From Hellesylt, I wanted to go to Sognefjord (fjord of dreams), the longest and deepest fjord in Norway. However, I couldn’t find accommodation through Hi Hostels within my budget hence my choice was Lustrafjord a branch of Sognefjord. I found this beautiful and cosy hostel I felt in love at first sight which I found through Hostelworld, however you can contact them directly at Eplet bed & apple. I would definitely go back and I regretted not staying longer, it was such a lovely place… You can also find a list of activities you can do around on their website from hiking to rent a bike and glacier trips.
Then again on the road I headed to Voss. I have to say that I hesitated between Voss (also called Vossevangen) and Flåm. Accommodation in Flåm was cheaper but Voss was more well-known, that’s why I chose the last one. Even though I had a great time in there it was not my place. Perhaps because I felt so much in love with Solvorn and when I’m in love I’m loyal. My human nature. That’s why I don’t want to discourage anyone to go there, Voss is a nice place to stay.

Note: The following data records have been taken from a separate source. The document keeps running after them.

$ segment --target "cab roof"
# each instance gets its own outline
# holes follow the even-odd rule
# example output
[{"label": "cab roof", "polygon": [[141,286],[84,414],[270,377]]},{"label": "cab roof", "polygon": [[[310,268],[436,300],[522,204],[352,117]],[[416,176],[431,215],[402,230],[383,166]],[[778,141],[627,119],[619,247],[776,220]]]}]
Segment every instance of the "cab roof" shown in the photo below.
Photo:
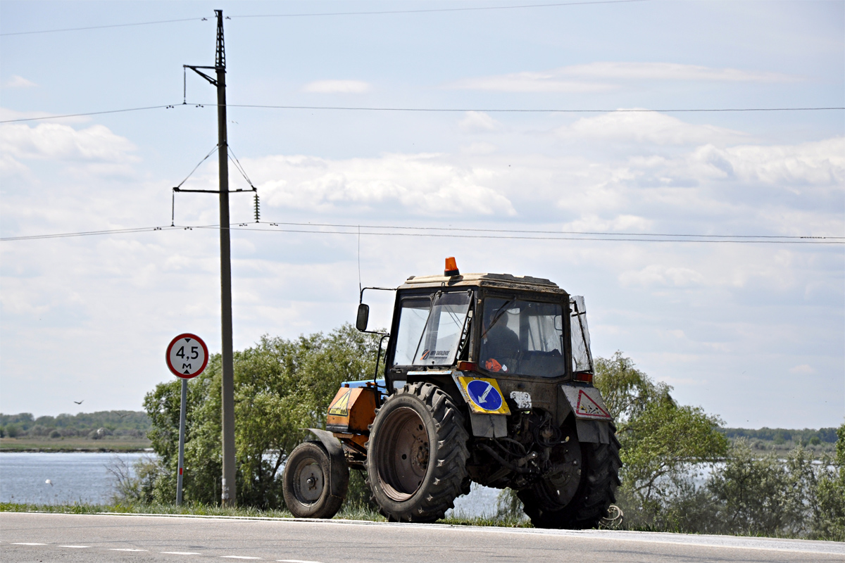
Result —
[{"label": "cab roof", "polygon": [[508,290],[541,291],[543,293],[566,294],[557,284],[544,278],[515,276],[510,273],[464,273],[455,276],[411,276],[400,290],[427,287],[491,287]]}]

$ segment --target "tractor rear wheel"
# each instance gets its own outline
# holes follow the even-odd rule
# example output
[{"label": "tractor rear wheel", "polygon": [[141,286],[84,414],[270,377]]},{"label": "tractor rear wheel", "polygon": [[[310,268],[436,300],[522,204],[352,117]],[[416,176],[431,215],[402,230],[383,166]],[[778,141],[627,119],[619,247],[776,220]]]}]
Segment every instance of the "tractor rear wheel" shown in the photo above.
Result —
[{"label": "tractor rear wheel", "polygon": [[[569,434],[578,436],[575,428]],[[568,443],[559,460],[567,468],[517,493],[535,528],[595,528],[616,501],[622,466],[616,427],[610,425],[609,444],[579,444],[577,437]]]},{"label": "tractor rear wheel", "polygon": [[[341,473],[346,474],[346,484],[341,484],[346,494],[346,464]],[[322,443],[305,441],[293,448],[285,463],[282,492],[287,510],[297,518],[330,518],[337,513],[343,497],[331,494],[331,460]]]},{"label": "tractor rear wheel", "polygon": [[388,519],[434,522],[455,506],[467,479],[469,435],[451,398],[412,383],[376,414],[367,443],[367,481]]}]

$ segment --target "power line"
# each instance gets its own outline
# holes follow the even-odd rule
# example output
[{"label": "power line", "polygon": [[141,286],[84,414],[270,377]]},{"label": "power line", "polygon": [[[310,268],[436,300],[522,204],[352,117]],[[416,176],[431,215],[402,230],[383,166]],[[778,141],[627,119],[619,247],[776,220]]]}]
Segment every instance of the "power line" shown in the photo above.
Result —
[{"label": "power line", "polygon": [[130,107],[125,110],[107,110],[106,111],[89,111],[87,113],[68,113],[63,116],[45,116],[43,117],[21,117],[20,119],[4,119],[0,123],[16,123],[19,122],[35,122],[42,119],[60,119],[62,117],[81,117],[84,116],[100,116],[104,113],[123,113],[124,111],[141,111],[143,110],[172,109],[184,104],[169,104],[167,106],[147,106],[146,107]]},{"label": "power line", "polygon": [[110,27],[130,27],[133,25],[153,25],[155,24],[173,24],[181,21],[206,21],[208,18],[183,18],[182,19],[160,19],[158,21],[142,21],[134,24],[112,24],[109,25],[90,25],[88,27],[68,27],[61,30],[40,30],[38,31],[13,31],[0,33],[0,37],[8,35],[31,35],[36,33],[58,33],[60,31],[84,31],[85,30],[105,30]]},{"label": "power line", "polygon": [[[359,225],[342,224],[314,224],[314,223],[276,223],[262,221],[262,228],[251,226],[248,223],[232,223],[229,225],[231,230],[252,230],[266,233],[303,233],[313,235],[358,235]],[[331,227],[335,229],[350,229],[351,230],[314,230],[313,229],[273,229],[278,225],[302,227]],[[600,242],[698,242],[698,243],[735,243],[735,244],[845,244],[845,236],[793,236],[770,235],[687,235],[670,233],[611,233],[589,231],[549,231],[549,230],[502,230],[493,229],[461,229],[446,227],[406,227],[397,225],[360,225],[365,229],[382,230],[417,230],[423,232],[390,232],[386,230],[360,231],[361,235],[374,236],[425,236],[435,238],[464,238],[464,239],[499,239],[518,241],[586,241]],[[219,230],[219,225],[169,225],[155,227],[137,227],[128,229],[110,229],[103,230],[86,230],[71,233],[56,233],[52,235],[31,235],[25,236],[8,236],[0,238],[0,241],[11,242],[15,241],[35,241],[42,239],[68,238],[77,236],[93,236],[98,235],[119,235],[127,233],[152,232],[155,230]],[[448,230],[448,233],[433,233],[426,231]],[[507,235],[502,233],[523,233],[523,235]],[[461,234],[479,233],[479,234]],[[481,234],[483,233],[483,234]],[[496,234],[499,233],[499,234]],[[559,235],[557,236],[532,236],[534,235]],[[564,236],[566,235],[566,236]],[[581,235],[581,236],[573,236]],[[654,237],[654,238],[643,238]],[[664,237],[664,238],[657,238]]]},{"label": "power line", "polygon": [[482,6],[477,8],[433,8],[417,10],[378,10],[369,12],[313,12],[310,14],[258,14],[254,15],[231,16],[235,18],[303,18],[314,16],[358,16],[385,15],[395,14],[431,14],[434,12],[477,12],[481,10],[513,10],[526,8],[559,8],[564,6],[589,6],[591,4],[624,4],[648,0],[598,0],[597,2],[564,2],[553,4],[522,4],[515,6]]},{"label": "power line", "polygon": [[[140,111],[143,110],[172,109],[177,106],[194,106],[195,107],[216,107],[216,104],[171,104],[167,106],[149,106],[146,107],[130,107],[124,110],[108,110],[106,111],[90,111],[87,113],[68,113],[62,116],[45,116],[42,117],[21,117],[19,119],[5,119],[0,123],[17,123],[20,122],[35,122],[45,119],[60,119],[62,117],[80,117],[84,116],[99,116],[106,113],[121,113],[123,111]],[[830,111],[845,110],[842,107],[739,107],[739,108],[676,108],[676,109],[624,109],[614,110],[583,110],[583,109],[519,109],[519,108],[439,108],[439,107],[346,107],[341,106],[259,106],[256,104],[227,104],[228,107],[245,107],[267,110],[332,110],[346,111],[421,111],[460,113],[466,111],[483,111],[486,113],[690,113],[690,112],[724,112],[724,111]]]},{"label": "power line", "polygon": [[[597,0],[597,2],[568,2],[552,4],[526,4],[515,6],[483,6],[477,8],[440,8],[418,10],[382,10],[372,12],[325,12],[312,14],[248,14],[243,16],[226,16],[226,19],[233,18],[303,18],[303,17],[319,17],[319,16],[353,16],[353,15],[381,15],[381,14],[426,14],[434,12],[469,12],[480,10],[511,10],[527,8],[556,8],[564,6],[588,6],[590,4],[624,4],[630,3],[648,2],[648,0]],[[136,22],[134,24],[111,24],[106,25],[89,25],[85,27],[68,27],[58,30],[39,30],[36,31],[12,31],[9,33],[0,33],[0,37],[9,35],[30,35],[41,33],[60,33],[63,31],[85,31],[88,30],[105,30],[115,27],[130,27],[134,25],[155,25],[156,24],[174,24],[186,21],[208,21],[208,18],[183,18],[180,19],[160,19],[157,21]]]},{"label": "power line", "polygon": [[75,233],[56,233],[54,235],[30,235],[28,236],[4,236],[0,238],[0,241],[7,242],[13,241],[38,241],[41,239],[63,239],[73,236],[96,236],[98,235],[120,235],[123,233],[143,233],[152,232],[154,230],[173,230],[174,229],[185,229],[185,227],[131,227],[128,229],[105,229],[103,230],[82,230]]},{"label": "power line", "polygon": [[[207,104],[208,105],[208,104]],[[843,107],[739,107],[739,108],[694,108],[694,109],[625,109],[613,110],[580,110],[580,109],[479,109],[479,108],[441,108],[441,107],[350,107],[344,106],[258,106],[248,104],[228,104],[229,107],[252,107],[274,110],[339,110],[347,111],[443,111],[465,112],[483,111],[485,113],[646,113],[657,111],[662,113],[682,113],[690,111],[822,111],[830,110],[845,110]]]},{"label": "power line", "polygon": [[[500,233],[501,229],[468,229],[466,227],[410,227],[406,225],[346,225],[342,223],[292,223],[283,221],[262,221],[265,225],[286,225],[292,226],[314,226],[314,227],[341,227],[346,229],[394,229],[403,230],[448,230],[473,233]],[[845,236],[810,236],[810,235],[684,235],[679,233],[616,233],[610,231],[589,231],[589,230],[509,230],[509,233],[532,233],[536,235],[602,235],[608,236],[679,236],[693,238],[730,238],[730,239],[842,239],[845,241]]]}]

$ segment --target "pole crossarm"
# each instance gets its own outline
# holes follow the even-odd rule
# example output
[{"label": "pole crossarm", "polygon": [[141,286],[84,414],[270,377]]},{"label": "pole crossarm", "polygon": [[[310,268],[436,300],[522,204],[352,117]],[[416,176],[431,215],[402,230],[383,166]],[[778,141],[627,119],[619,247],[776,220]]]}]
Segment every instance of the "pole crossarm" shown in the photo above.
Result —
[{"label": "pole crossarm", "polygon": [[201,76],[201,77],[203,77],[204,78],[205,78],[206,80],[208,80],[208,81],[209,81],[209,83],[210,83],[210,84],[211,84],[212,86],[216,86],[216,85],[217,85],[217,81],[216,81],[216,80],[215,80],[215,78],[211,78],[210,76],[209,76],[209,75],[208,75],[208,74],[206,74],[205,73],[204,73],[204,72],[202,72],[202,71],[199,70],[199,68],[209,68],[209,69],[210,69],[210,70],[216,70],[216,68],[215,68],[215,67],[195,67],[195,66],[194,66],[194,65],[190,65],[190,64],[183,64],[183,65],[182,65],[182,68],[190,68],[190,69],[191,69],[191,70],[193,70],[193,71],[194,71],[194,73],[197,73],[197,74],[199,74],[199,76]]},{"label": "pole crossarm", "polygon": [[[174,187],[174,192],[178,192],[179,193],[220,193],[220,190],[183,190],[181,187]],[[244,190],[243,188],[237,188],[237,190],[229,190],[228,192],[224,192],[224,193],[237,193],[238,192],[243,192],[244,193],[251,193],[253,192],[258,192],[259,189],[253,186],[251,190]]]}]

The Voss hostel was my choice. It is located at the outskirts of the main town. From the train station it’s a five minute walk to the right. Located in front of the Vangsvatnet lake, the reflection of the mountains in the water is breath-taking. There are loads of things to do in there, activities such as kayaking, visit Flåm and take the Flam railway… Actually, you can find a list of things to do and filter by area on Visit Norway website.
My trip was coming to an end so I headed back to the starting point, Bergen, where I knew my adventure would be over. I decided to stay in a non central location and I chose Bergen Montana which is located on the hillside of Mount Ulriken, about 5km south of Bergen city centre. There is a bus from the central bus station that drops you off around the corner of the hostel. The room was affordable but you have to bear in mind the cost of the bus when you compare prices.

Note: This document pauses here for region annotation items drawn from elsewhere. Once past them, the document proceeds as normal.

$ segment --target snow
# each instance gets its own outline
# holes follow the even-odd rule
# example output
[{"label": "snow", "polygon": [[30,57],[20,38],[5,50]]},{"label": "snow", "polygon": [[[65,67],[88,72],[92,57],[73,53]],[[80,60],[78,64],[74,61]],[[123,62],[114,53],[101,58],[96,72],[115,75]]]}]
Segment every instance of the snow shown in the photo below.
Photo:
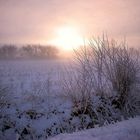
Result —
[{"label": "snow", "polygon": [[49,140],[140,140],[140,117],[73,134],[60,134]]}]

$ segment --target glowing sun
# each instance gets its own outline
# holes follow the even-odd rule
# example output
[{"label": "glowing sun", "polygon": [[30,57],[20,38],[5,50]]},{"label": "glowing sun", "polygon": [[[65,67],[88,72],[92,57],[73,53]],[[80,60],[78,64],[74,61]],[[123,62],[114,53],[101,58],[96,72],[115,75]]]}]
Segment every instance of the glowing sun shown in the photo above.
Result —
[{"label": "glowing sun", "polygon": [[65,50],[72,50],[83,44],[83,39],[78,29],[74,27],[60,27],[55,32],[56,38],[51,40],[51,44],[55,46],[62,47]]}]

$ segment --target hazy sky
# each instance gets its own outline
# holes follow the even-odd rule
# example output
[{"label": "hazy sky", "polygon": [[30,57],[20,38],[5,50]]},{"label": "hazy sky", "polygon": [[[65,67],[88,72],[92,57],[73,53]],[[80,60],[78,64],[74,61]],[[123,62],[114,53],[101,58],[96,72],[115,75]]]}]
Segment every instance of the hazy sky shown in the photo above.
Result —
[{"label": "hazy sky", "polygon": [[140,0],[0,0],[0,43],[47,43],[59,26],[140,44]]}]

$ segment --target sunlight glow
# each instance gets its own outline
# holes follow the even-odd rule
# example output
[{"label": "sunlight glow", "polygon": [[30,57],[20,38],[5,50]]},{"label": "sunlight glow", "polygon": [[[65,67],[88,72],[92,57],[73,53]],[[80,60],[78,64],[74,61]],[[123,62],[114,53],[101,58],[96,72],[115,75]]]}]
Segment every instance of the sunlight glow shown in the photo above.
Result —
[{"label": "sunlight glow", "polygon": [[51,44],[62,47],[64,50],[72,50],[83,44],[83,39],[80,36],[78,29],[74,27],[60,27],[56,29],[56,38],[51,40]]}]

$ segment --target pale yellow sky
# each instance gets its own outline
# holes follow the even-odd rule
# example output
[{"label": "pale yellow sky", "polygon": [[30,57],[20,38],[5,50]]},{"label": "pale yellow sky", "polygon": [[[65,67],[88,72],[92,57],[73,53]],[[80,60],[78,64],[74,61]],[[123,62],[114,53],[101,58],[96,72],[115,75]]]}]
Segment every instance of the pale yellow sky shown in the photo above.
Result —
[{"label": "pale yellow sky", "polygon": [[55,29],[77,27],[82,37],[126,37],[140,44],[140,0],[0,0],[0,43],[48,43]]}]

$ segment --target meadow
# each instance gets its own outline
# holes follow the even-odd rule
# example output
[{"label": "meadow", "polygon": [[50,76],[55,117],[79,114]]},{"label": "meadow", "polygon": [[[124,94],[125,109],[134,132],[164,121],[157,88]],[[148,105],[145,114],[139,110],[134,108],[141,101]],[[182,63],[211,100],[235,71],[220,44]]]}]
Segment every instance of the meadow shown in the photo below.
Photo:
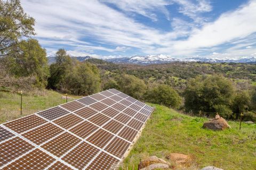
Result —
[{"label": "meadow", "polygon": [[[63,94],[47,90],[39,93],[23,95],[22,116],[66,102]],[[69,97],[68,101],[81,97]],[[20,100],[19,94],[0,92],[1,123],[21,117]],[[153,155],[165,159],[166,154],[171,152],[190,156],[192,166],[186,169],[199,169],[210,165],[225,170],[256,169],[255,124],[243,123],[240,130],[239,122],[229,121],[231,129],[213,131],[202,128],[207,121],[206,118],[190,116],[163,106],[149,104],[156,109],[121,169],[137,169],[140,159]]]},{"label": "meadow", "polygon": [[137,169],[140,159],[168,153],[188,155],[193,165],[182,169],[214,166],[225,170],[256,169],[256,124],[229,121],[231,129],[213,131],[202,128],[207,118],[151,105],[156,110],[141,136],[125,159],[122,169]]}]

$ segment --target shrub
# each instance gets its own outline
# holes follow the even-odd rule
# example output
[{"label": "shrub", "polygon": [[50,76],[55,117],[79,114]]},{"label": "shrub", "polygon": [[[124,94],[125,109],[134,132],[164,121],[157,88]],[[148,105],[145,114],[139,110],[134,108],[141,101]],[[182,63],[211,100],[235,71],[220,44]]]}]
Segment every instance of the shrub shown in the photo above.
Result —
[{"label": "shrub", "polygon": [[181,98],[176,91],[165,84],[160,84],[149,89],[145,99],[149,102],[175,108],[178,108],[181,103]]}]

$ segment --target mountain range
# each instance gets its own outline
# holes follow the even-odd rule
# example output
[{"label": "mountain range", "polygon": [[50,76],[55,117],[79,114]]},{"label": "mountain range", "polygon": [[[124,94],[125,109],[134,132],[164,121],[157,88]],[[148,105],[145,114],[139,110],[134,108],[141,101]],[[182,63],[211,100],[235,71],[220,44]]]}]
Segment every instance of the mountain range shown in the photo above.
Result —
[{"label": "mountain range", "polygon": [[[77,56],[71,57],[75,57],[79,61],[84,61],[89,58],[93,58],[92,57],[86,56]],[[54,63],[55,61],[54,57],[48,57],[50,63]],[[161,64],[171,62],[201,62],[205,63],[256,63],[256,57],[241,57],[239,59],[227,59],[220,60],[206,57],[187,57],[183,58],[177,58],[172,57],[167,55],[148,55],[146,56],[133,56],[131,57],[125,57],[121,58],[105,58],[103,59],[108,62],[115,63],[130,63],[130,64]]]}]

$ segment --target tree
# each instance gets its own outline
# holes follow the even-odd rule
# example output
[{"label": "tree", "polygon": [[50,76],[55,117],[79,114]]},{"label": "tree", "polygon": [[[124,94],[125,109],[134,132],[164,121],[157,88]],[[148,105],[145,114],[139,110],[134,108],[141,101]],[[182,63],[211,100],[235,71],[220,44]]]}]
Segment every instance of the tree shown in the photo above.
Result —
[{"label": "tree", "polygon": [[250,96],[245,90],[236,91],[232,100],[231,107],[233,112],[236,113],[236,118],[239,117],[241,112],[245,110],[250,102]]},{"label": "tree", "polygon": [[64,49],[60,49],[56,53],[55,61],[50,66],[50,76],[48,79],[47,88],[60,89],[63,79],[72,69],[72,60]]},{"label": "tree", "polygon": [[221,75],[197,76],[188,81],[184,92],[187,110],[216,112],[214,106],[229,106],[234,93],[232,82]]},{"label": "tree", "polygon": [[252,109],[256,111],[256,88],[254,88],[252,91],[252,98],[251,99],[251,106]]},{"label": "tree", "polygon": [[166,84],[160,84],[148,90],[146,99],[149,102],[175,108],[181,103],[181,98],[179,94],[171,87]]},{"label": "tree", "polygon": [[61,90],[77,95],[97,93],[100,88],[99,70],[88,62],[79,63],[68,73],[61,84]]},{"label": "tree", "polygon": [[34,39],[22,40],[4,57],[6,69],[16,77],[34,75],[38,86],[45,86],[49,75],[45,49]]},{"label": "tree", "polygon": [[147,86],[143,80],[134,75],[123,74],[116,78],[118,89],[123,92],[137,99],[141,99]]},{"label": "tree", "polygon": [[24,12],[19,0],[0,0],[0,56],[24,37],[35,35],[35,19]]}]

Now it’s time for the second challenge: how to reach and link each destination.
How to move around? Rutebok: the website/app that changed my life
You can rent a car but it is really expensive and I was travelling solo, so it was not an option.
Public transport was my only choice. With the time limitation challenge, and being aware of the long distances, how to more around was key to make my trip a success.
I found a really good tool that I was sharing with everyone I found on my way. It is rutebok. It’s still a beta version. The app works well in Iphones but it’s not available for Smartphones yet. If you have a Smartphone, so do I, you can use the web version.
It really made things very easy for me. This website/app really helped me in terms of moving around in Norway. You just only need to specify the points that you want to connect and it gives you the timetable and connections. It was very easy to move around after discovering this amazing tool.
One week was not enough and I know for sure I will go back. Yet, loads of things to discover: Tromso, the Lofoten islands, Stavanger, the green lights… Beautiful Norway, see you soon!
And you, witties, stay around!
P.S.: Special thanks to my very good friend Veronica, for her help and support, for her stories about Norway, for the motivation I needed, for everything!: this post is dedicated to you.